Other chapters present a step by step guide to putting a book together, building demand, setting up a website and shop, dealing with distribution and non-bookshop buyers, dealing with Amazon, the mainstream media, getting free publicity, using radio, speaking in public, the pros and cons of POD, putting together “spin-offs”, and when to hire someone else. The book is peppered with personal anecdotes from Bowerman’s own experience, as well as some of the best advice from other authors and experts which have worked for him. The book is full of nuggets of good practical advice you can use immediately, all written in Bowerman’s plain English style:
Whenever a journalist does a story or mentions your book, a radio/TV host has you on their show, a conference organizer has had you present at their gathering, or anyone else has done something nice to promote you, send them a personal snail-mailed thank-you card. Thank-you notes just aren’t all that common anymore. Do it and stand out. (224)

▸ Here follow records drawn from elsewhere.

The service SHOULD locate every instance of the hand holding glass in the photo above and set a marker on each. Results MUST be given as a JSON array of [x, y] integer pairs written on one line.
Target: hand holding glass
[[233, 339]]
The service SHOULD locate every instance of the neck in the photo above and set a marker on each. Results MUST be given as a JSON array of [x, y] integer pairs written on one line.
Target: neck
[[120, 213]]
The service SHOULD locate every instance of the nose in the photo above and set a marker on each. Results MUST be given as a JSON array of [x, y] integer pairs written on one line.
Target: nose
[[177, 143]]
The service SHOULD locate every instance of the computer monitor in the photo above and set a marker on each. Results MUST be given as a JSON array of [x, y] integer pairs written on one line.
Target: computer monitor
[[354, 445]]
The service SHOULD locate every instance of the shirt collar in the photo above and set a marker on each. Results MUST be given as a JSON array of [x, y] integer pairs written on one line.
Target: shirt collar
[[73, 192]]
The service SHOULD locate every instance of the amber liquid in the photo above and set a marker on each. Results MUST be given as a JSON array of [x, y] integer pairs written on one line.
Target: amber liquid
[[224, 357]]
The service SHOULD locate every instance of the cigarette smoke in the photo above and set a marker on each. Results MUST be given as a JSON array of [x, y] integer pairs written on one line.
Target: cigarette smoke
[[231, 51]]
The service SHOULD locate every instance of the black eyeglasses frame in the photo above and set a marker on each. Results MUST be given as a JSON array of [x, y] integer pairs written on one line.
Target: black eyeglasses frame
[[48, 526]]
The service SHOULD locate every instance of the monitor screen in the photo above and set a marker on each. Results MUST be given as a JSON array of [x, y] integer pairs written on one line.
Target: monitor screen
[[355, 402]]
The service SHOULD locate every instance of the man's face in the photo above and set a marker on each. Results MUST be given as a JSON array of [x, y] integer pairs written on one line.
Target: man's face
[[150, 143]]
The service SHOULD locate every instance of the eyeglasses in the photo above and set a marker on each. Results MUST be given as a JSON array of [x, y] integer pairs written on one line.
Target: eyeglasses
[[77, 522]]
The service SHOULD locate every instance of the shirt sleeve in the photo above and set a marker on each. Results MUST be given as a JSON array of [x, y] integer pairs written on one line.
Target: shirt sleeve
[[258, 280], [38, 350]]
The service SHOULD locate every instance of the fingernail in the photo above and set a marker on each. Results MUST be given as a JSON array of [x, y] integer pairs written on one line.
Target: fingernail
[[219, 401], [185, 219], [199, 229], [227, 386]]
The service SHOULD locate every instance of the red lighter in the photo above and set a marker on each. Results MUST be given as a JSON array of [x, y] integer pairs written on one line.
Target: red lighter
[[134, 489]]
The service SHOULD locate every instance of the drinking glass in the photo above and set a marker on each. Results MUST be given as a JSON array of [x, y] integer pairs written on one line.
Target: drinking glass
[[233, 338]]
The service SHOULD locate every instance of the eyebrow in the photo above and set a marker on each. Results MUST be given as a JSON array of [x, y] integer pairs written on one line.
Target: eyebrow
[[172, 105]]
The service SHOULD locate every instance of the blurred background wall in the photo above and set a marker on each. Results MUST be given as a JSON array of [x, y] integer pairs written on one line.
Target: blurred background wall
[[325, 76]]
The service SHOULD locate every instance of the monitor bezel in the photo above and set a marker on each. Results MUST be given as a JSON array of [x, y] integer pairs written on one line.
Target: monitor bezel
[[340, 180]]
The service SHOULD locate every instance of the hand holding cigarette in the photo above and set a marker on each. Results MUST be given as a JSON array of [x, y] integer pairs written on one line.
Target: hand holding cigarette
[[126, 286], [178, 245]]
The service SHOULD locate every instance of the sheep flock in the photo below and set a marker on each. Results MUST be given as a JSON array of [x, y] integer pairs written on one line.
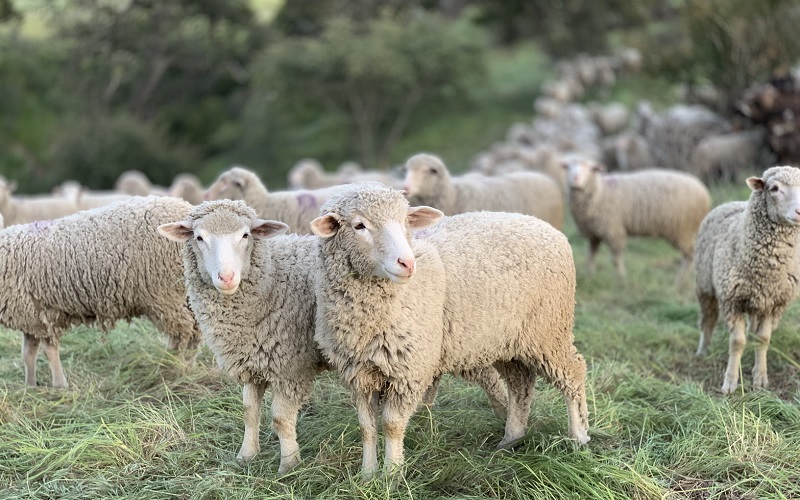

In addition to the book, Bowerman has produced an interesting companion e-book toolkit called “The Well-Fed SP Biz-in-a-Box”. He’s collected the material he made most use of during his own book marketing campaign and has pulled it together to make it easy to use. It’s a pretty good working example of a “spin-off” in action, just as each of Bowerman’s three books is a good example of the best kind of self-publishing in action. There are “perfect” (and imperfect as examples) book proposals, press releases, bios, email pitches, promo blurbs, customised promo sheets, update letters, discount certificates, radio pitches, and much more. If you are planning to self-publish a book, the Well-Fed Self-Publisher and its companion ebook are musts. The small cost is nothing against what you’ll save in time and trouble as you learn from Bowerman’s wisdom rather than your own mistakes. But even if you aren’t self-publishing, the book is a wealth of information on promotion, and on the critical components of publishing that you really can’t afford not to know these days. If you understand the principles of distribution, you’ll be much better able to direct a small publisher, and at least know what a large one is up to when it comes to your book. In terms of promotion, no author can afford to leave that to the publisher, and the more you know, the more control you’ll have. The more control you have, the more sales you’ll have. Bowerman makes that crystal clear. The rest is a big learning curve, regardless of how you get your book in print. The Well-Fed Self-Publisher is an excellent guide to shorten that curve and maximize your efforts.